Is there any way to differentiate $\tan^{-1} \sqrt{\frac{1-\cos x}{1-\sin x}}$ without any messy calculations? Here are my thoughts:
We write $\cos x$ and $\sin x$ in terms of $\tan{\frac{x}{2}}$. Then our function becomes $\tan^{-1} \frac{\sqrt{2}\tan \frac{x}{2}}{1-\tan \frac{x}{2}}$. But I am afraid this doesn't seem to work since we can't extrapolate any triginometric formula of $\tan$ from here.

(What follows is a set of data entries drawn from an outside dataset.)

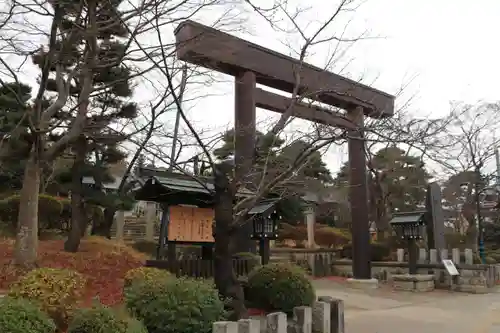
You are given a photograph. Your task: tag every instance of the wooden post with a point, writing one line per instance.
(264, 251)
(336, 314)
(244, 145)
(358, 197)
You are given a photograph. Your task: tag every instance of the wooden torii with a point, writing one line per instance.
(251, 64)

Set $y$ equal to your expression. Then
$$\tan^2(y) =\frac{1-\cos x}{1-\sin x}.$$
Then implicit differentiation (and a little trig) gives
$$2\tan(y)\sec^2{y}\frac{dy}{dx} = \frac{\sin x +\cos x -1}{(1-\sin x)^2}$$
which you can solve for $dy/dx$. Converting everything into a function of $x$ is still going to be messy, though.

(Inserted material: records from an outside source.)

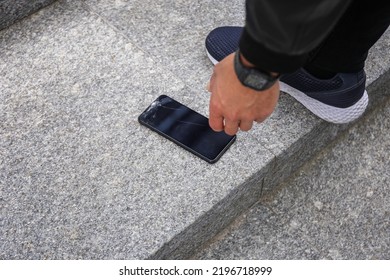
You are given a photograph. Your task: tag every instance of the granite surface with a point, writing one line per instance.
(337, 207)
(13, 10)
(80, 178)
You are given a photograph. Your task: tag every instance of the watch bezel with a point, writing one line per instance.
(243, 73)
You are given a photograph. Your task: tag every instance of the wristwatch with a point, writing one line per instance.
(253, 78)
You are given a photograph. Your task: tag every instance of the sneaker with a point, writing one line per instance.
(341, 99)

Hint…start with $$\tan^2y=\frac{1-\cos x}{1-\sin x}$$ Then take logs and differentiate.
The simplified final form is $$\frac{dy}{dx}=\frac{\sin x+\cos x-1}{2(2-\sin x-\cos x)\sqrt{(1-\sin x)(1-\cos x)}}$$
$\newcommand{\d}{\mathrm{d}}$Using some algebra and trigonometric identities, we can save ourselves a lot of work: $$\frac{1-\cos x}{1-\sin x}=\frac{(1-\cos x)(1+\sin x)}{\cos^2 x}=(\sec x-1)(\tan x+\sec x)$$
Using the chain rule: $$\frac{\d}{\d x}\arctan\left(\sqrt{\frac{1-\cos x}{1+\sin x}}\right)=\frac{1}{2}\cdot\frac{1}{\sqrt{(\sec x-1)(\tan x+\sec x)}}\cdot\frac{1}{1+(\sec x-1)(\tan x+\sec x)}\\\times\frac{\d}{\d x}[(\sec x-1)(\tan x+\sec x)]$$
This last derivative comes as, using the product rule: $$\tan x\sec x(\tan x+\sec x)+(\sec x-1)(\sec^2x+\tan x\sec x)=\\\sec^3 x+2\sec^2x\tan x+\sec x\tan x-\sec^2x-\tan x\sec x$$
Given $a^3+2a^2b+b^2a-a^2-ab$, and that we are interested in the quantities $(b-1)$ and $(a+b)$, with $a=\sec x$ and $b=\tan x$, we can factorise strategically: $$\begin{align}a^3+2a^2b+b^2a-a^2-ab&=a\cdot(a^2+2ab+b^2-a-b)\\&=a\cdot((a+b)^2-(a+b))\\&=a(a+b)\cdot(a+b-1)\end{align}$$
We can then bring it all together, rather simply, cancelling through $\frac{a+b}{\sqrt{a+b}}$: $$\begin{align}\frac{\d}{\d x}\arctan\left(\sqrt{\frac{1-\cos x}{1+\sin x}}\right)&=\frac{1}{2}\sqrt{\frac{\tan x+\sec x}{\sec x-1}}\cdot\frac{\sec x(\sec x+\tan x-1)}{1+(\sec x-1)(\tan x+\sec x)}\\&=\frac{\sec x(\tan x+\sec x-1)}{2(1+(\sec x-1)(\tan x+\sec x))}\cdot\sqrt{1+\cot^2x(\sec x+1)(\tan x+1)}\end{align}$$
If another user sees a way to simplify the last two expressions, please let me know! I think the problem was intended to have this neat factorisation. Be advised that the derivative of this function is highly discontinuous, more so than my expressions reveal. They should be understood as equal only when everything is well-defined and every stage of the working is too. Occasionally there are absolute value and sign errors too. This expression is valid on $(-\frac{\pi}{2},\frac{\pi}{2})\setminus\{0\}$ and on other regions too, periodically.